Two girls with fat ponytails sit on the steps. Their plastic dolls don’t blink or frown. They only smile. With their teeth showing. And when one of the girls yanks out a strand of hair, the doll doesn’t wince or protest. She just keeps on smiling.
The girls keep their play to themselves. They recite their doll’s dialogues in hushed voices. They have the dolls cry softly. Laugh delicately. Sing inaudibly.

Because the girls want to keep their World to themselves. They are careful not to let anybody else be a part of it. They don’t want them to shatter it, their world of silent shouts and whispered weddings.

The dolls don’t mind, because they don’t have one to do so.

Over there, by the swing, the children sway to and fro. They lurch forwards only to be instantly pulled backwards again. Whoosh. They rise higher and higher, chests heaving with each lurch, but just as they put out their fingers to reach out and touch the invisible wall, they are summoned backwards again. As though the Swing is determined to let them go only so far. The breeze cuts through their hair; or do the children cut through the breeze?
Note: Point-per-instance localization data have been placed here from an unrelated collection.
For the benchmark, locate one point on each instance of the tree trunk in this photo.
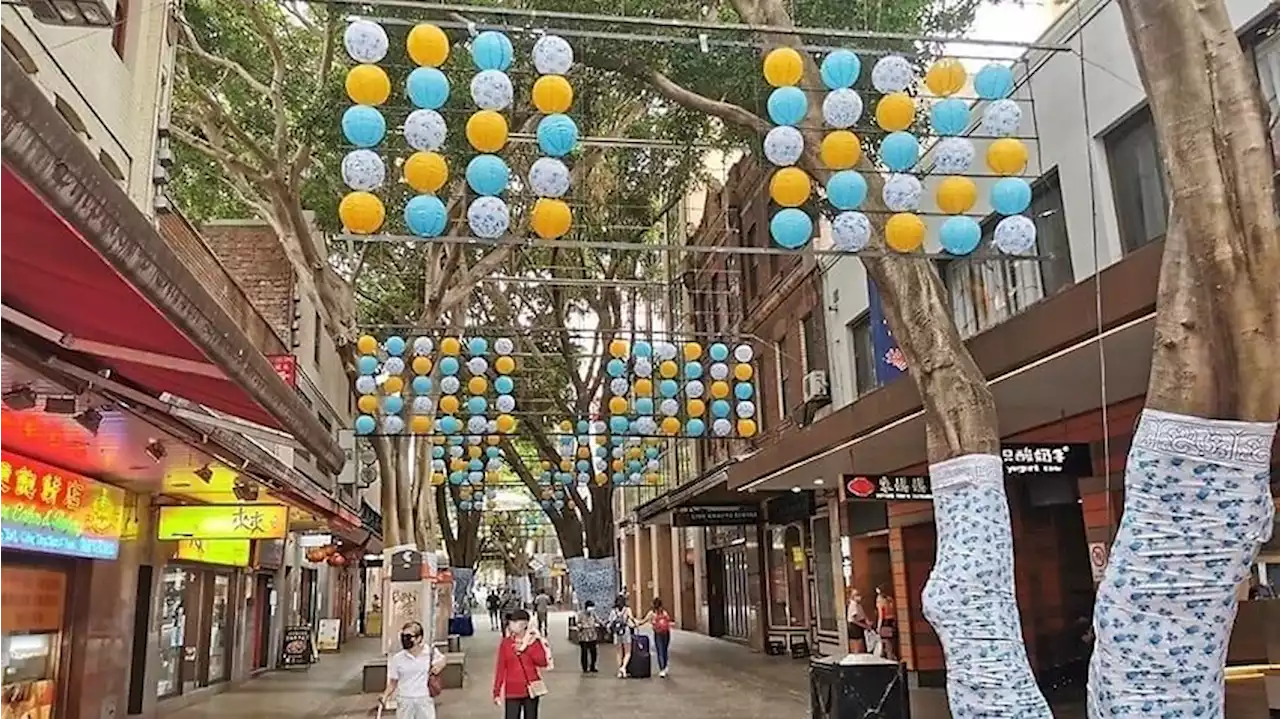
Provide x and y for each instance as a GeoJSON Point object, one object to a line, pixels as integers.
{"type": "Point", "coordinates": [1197, 494]}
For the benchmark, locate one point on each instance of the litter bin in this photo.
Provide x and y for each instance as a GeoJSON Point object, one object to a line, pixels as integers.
{"type": "Point", "coordinates": [860, 686]}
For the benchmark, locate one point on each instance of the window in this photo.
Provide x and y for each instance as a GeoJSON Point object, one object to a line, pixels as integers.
{"type": "Point", "coordinates": [1138, 181]}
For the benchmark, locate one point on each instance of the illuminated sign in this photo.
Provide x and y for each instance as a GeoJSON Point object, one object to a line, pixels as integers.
{"type": "Point", "coordinates": [229, 553]}
{"type": "Point", "coordinates": [223, 521]}
{"type": "Point", "coordinates": [48, 509]}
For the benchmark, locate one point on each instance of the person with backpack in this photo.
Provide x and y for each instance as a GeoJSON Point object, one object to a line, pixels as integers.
{"type": "Point", "coordinates": [661, 621]}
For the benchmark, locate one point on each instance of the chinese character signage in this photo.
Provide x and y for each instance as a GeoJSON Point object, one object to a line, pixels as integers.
{"type": "Point", "coordinates": [223, 521]}
{"type": "Point", "coordinates": [46, 509]}
{"type": "Point", "coordinates": [883, 488]}
{"type": "Point", "coordinates": [1048, 458]}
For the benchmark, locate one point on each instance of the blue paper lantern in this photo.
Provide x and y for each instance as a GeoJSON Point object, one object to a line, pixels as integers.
{"type": "Point", "coordinates": [841, 69]}
{"type": "Point", "coordinates": [488, 174]}
{"type": "Point", "coordinates": [787, 105]}
{"type": "Point", "coordinates": [428, 88]}
{"type": "Point", "coordinates": [425, 215]}
{"type": "Point", "coordinates": [1010, 196]}
{"type": "Point", "coordinates": [791, 228]}
{"type": "Point", "coordinates": [557, 134]}
{"type": "Point", "coordinates": [993, 82]}
{"type": "Point", "coordinates": [492, 50]}
{"type": "Point", "coordinates": [846, 189]}
{"type": "Point", "coordinates": [899, 151]}
{"type": "Point", "coordinates": [950, 117]}
{"type": "Point", "coordinates": [364, 126]}
{"type": "Point", "coordinates": [960, 234]}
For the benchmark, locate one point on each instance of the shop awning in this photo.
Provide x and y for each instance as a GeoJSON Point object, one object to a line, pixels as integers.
{"type": "Point", "coordinates": [80, 259]}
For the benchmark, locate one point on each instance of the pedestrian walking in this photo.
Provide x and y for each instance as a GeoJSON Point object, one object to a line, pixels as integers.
{"type": "Point", "coordinates": [410, 674]}
{"type": "Point", "coordinates": [517, 681]}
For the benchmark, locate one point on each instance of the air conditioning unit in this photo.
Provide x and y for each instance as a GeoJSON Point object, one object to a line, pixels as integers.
{"type": "Point", "coordinates": [816, 385]}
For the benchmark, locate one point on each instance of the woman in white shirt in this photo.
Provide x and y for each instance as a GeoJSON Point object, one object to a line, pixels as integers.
{"type": "Point", "coordinates": [408, 674]}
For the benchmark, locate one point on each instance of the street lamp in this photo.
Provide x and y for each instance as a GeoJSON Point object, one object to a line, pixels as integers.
{"type": "Point", "coordinates": [71, 13]}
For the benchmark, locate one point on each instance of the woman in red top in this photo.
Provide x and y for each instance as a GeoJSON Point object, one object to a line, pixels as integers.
{"type": "Point", "coordinates": [517, 681]}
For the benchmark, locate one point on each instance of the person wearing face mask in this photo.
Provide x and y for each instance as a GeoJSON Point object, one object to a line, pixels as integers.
{"type": "Point", "coordinates": [408, 674]}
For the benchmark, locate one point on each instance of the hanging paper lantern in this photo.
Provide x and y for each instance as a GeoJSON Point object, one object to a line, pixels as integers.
{"type": "Point", "coordinates": [553, 94]}
{"type": "Point", "coordinates": [488, 218]}
{"type": "Point", "coordinates": [899, 151]}
{"type": "Point", "coordinates": [851, 230]}
{"type": "Point", "coordinates": [490, 90]}
{"type": "Point", "coordinates": [784, 146]}
{"type": "Point", "coordinates": [842, 108]}
{"type": "Point", "coordinates": [956, 195]}
{"type": "Point", "coordinates": [945, 77]}
{"type": "Point", "coordinates": [361, 213]}
{"type": "Point", "coordinates": [362, 169]}
{"type": "Point", "coordinates": [425, 216]}
{"type": "Point", "coordinates": [846, 189]}
{"type": "Point", "coordinates": [428, 45]}
{"type": "Point", "coordinates": [487, 131]}
{"type": "Point", "coordinates": [960, 236]}
{"type": "Point", "coordinates": [548, 177]}
{"type": "Point", "coordinates": [950, 117]}
{"type": "Point", "coordinates": [1006, 156]}
{"type": "Point", "coordinates": [840, 69]}
{"type": "Point", "coordinates": [1015, 236]}
{"type": "Point", "coordinates": [790, 187]}
{"type": "Point", "coordinates": [904, 232]}
{"type": "Point", "coordinates": [901, 193]}
{"type": "Point", "coordinates": [787, 105]}
{"type": "Point", "coordinates": [1010, 196]}
{"type": "Point", "coordinates": [993, 82]}
{"type": "Point", "coordinates": [551, 218]}
{"type": "Point", "coordinates": [841, 150]}
{"type": "Point", "coordinates": [1001, 118]}
{"type": "Point", "coordinates": [368, 85]}
{"type": "Point", "coordinates": [425, 129]}
{"type": "Point", "coordinates": [488, 174]}
{"type": "Point", "coordinates": [791, 228]}
{"type": "Point", "coordinates": [892, 73]}
{"type": "Point", "coordinates": [365, 41]}
{"type": "Point", "coordinates": [553, 55]}
{"type": "Point", "coordinates": [364, 126]}
{"type": "Point", "coordinates": [557, 134]}
{"type": "Point", "coordinates": [895, 111]}
{"type": "Point", "coordinates": [784, 67]}
{"type": "Point", "coordinates": [952, 155]}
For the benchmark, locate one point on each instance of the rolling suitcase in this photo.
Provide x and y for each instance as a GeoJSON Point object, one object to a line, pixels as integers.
{"type": "Point", "coordinates": [640, 664]}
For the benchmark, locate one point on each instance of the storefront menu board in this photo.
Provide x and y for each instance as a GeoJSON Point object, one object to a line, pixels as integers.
{"type": "Point", "coordinates": [48, 509]}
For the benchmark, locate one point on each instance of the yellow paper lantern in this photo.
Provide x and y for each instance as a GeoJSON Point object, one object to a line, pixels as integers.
{"type": "Point", "coordinates": [368, 85]}
{"type": "Point", "coordinates": [784, 67]}
{"type": "Point", "coordinates": [790, 187]}
{"type": "Point", "coordinates": [487, 131]}
{"type": "Point", "coordinates": [841, 150]}
{"type": "Point", "coordinates": [895, 111]}
{"type": "Point", "coordinates": [552, 94]}
{"type": "Point", "coordinates": [361, 213]}
{"type": "Point", "coordinates": [945, 77]}
{"type": "Point", "coordinates": [428, 45]}
{"type": "Point", "coordinates": [1006, 156]}
{"type": "Point", "coordinates": [552, 218]}
{"type": "Point", "coordinates": [904, 232]}
{"type": "Point", "coordinates": [956, 195]}
{"type": "Point", "coordinates": [426, 172]}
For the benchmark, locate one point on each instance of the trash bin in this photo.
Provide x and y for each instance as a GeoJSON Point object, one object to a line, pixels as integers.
{"type": "Point", "coordinates": [859, 686]}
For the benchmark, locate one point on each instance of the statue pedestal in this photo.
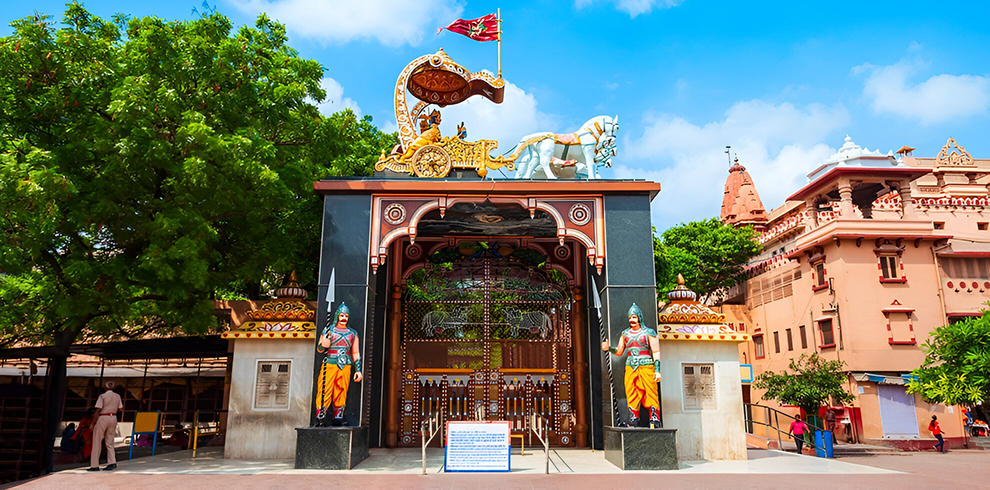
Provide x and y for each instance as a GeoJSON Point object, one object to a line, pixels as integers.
{"type": "Point", "coordinates": [633, 448]}
{"type": "Point", "coordinates": [330, 448]}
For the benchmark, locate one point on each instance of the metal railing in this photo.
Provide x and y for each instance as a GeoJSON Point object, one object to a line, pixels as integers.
{"type": "Point", "coordinates": [771, 422]}
{"type": "Point", "coordinates": [431, 426]}
{"type": "Point", "coordinates": [539, 425]}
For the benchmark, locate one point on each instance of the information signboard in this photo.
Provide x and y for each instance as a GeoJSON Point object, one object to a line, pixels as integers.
{"type": "Point", "coordinates": [477, 446]}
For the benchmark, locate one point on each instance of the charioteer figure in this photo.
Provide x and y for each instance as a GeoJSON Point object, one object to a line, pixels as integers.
{"type": "Point", "coordinates": [642, 367]}
{"type": "Point", "coordinates": [340, 343]}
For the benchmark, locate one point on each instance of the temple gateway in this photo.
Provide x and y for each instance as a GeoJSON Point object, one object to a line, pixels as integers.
{"type": "Point", "coordinates": [447, 296]}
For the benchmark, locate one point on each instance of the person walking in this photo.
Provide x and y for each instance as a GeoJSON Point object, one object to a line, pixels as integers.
{"type": "Point", "coordinates": [798, 430]}
{"type": "Point", "coordinates": [937, 432]}
{"type": "Point", "coordinates": [107, 405]}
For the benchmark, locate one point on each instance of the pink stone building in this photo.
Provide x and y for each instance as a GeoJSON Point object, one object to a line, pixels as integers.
{"type": "Point", "coordinates": [860, 265]}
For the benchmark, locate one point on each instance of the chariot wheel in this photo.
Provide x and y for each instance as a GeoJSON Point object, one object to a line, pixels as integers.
{"type": "Point", "coordinates": [431, 161]}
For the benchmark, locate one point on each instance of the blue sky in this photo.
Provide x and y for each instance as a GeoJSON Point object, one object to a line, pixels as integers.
{"type": "Point", "coordinates": [781, 82]}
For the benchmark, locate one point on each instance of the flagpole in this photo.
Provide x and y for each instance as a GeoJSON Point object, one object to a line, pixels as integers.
{"type": "Point", "coordinates": [499, 24]}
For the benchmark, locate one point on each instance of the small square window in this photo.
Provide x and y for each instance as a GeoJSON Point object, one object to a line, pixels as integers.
{"type": "Point", "coordinates": [888, 266]}
{"type": "Point", "coordinates": [828, 338]}
{"type": "Point", "coordinates": [271, 386]}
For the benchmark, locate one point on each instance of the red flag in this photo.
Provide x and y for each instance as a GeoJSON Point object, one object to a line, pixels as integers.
{"type": "Point", "coordinates": [480, 29]}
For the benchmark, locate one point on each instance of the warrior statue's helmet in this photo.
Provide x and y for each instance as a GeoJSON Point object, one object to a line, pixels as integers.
{"type": "Point", "coordinates": [635, 311]}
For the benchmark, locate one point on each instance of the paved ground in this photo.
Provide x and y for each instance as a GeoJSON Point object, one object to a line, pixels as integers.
{"type": "Point", "coordinates": [572, 469]}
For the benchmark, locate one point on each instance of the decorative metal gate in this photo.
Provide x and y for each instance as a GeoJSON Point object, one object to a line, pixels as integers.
{"type": "Point", "coordinates": [486, 339]}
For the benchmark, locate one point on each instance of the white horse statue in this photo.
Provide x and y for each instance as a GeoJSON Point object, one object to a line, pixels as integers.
{"type": "Point", "coordinates": [573, 155]}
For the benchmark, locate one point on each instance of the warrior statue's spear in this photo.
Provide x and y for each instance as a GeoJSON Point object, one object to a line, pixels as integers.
{"type": "Point", "coordinates": [608, 360]}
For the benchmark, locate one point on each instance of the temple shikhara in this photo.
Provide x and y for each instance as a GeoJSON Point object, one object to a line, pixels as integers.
{"type": "Point", "coordinates": [861, 265]}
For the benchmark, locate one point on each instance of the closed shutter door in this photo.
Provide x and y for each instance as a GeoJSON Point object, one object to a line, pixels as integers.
{"type": "Point", "coordinates": [897, 412]}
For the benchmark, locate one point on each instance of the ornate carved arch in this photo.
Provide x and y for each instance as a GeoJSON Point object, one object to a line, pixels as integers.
{"type": "Point", "coordinates": [579, 218]}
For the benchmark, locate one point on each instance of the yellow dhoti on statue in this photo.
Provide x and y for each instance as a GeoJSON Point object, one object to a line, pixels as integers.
{"type": "Point", "coordinates": [641, 388]}
{"type": "Point", "coordinates": [332, 386]}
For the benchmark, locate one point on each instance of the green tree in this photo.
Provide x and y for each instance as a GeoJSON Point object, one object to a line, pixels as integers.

A queue of children await their turn on the swing, getting more impatient with each lurch.
The Swing knows.

A few girls huddle on a grassy patch, their self-willed skipping ropes resolutely refusing to be perfectly Skipped.

‘England, Ireland, Scotland, Wales
Inside, outside, inside, on!’

But the ropes don’t obey. They get caught up in the feet every time.
One, two, three, four. The Ropes refuse.

On the seesaw two kids play.

Up and Down are like two siblings who never seem to agree. They always fight and never seem to last long, because Up becomes Down and Down becomes Up.

The voices of the children drift over the lazy air.

‘Queenie, Queenie, who’s got the ball?
Are they short, or are they tall?’

The Queenie sees with her ears.

’Are they hairy, or are they bald?
You don’t know because you don’t have the ball!’

She turns around. And listens with her eyes.

The children play.

They don’t know that the swing that controls them is only another form of the society that they will live in as adults.
They don’t know that their precious stories will inevitably be splintered, modified, and crushed someday.
They don’t know that the ropes that rebel are nothing compared to those they will come to know when they grow older – the superficial, the ignorant, the narrow-minded tunnel visioned ropes of human beings.
And the seesaws are only a feeble reflection of the world they live in, riddled with inequalities and injustices, that crashes around them everyday.

They just play.

A boy with curly locks squashes ants on the porch.
Here comes a candle to light you to bed.
A girl fumbles with a yo-yo.
Here comes a chopper to chop off your head.
The class bully intimidates the kids on the merry-go-round.
Chip chop, the old man is dead.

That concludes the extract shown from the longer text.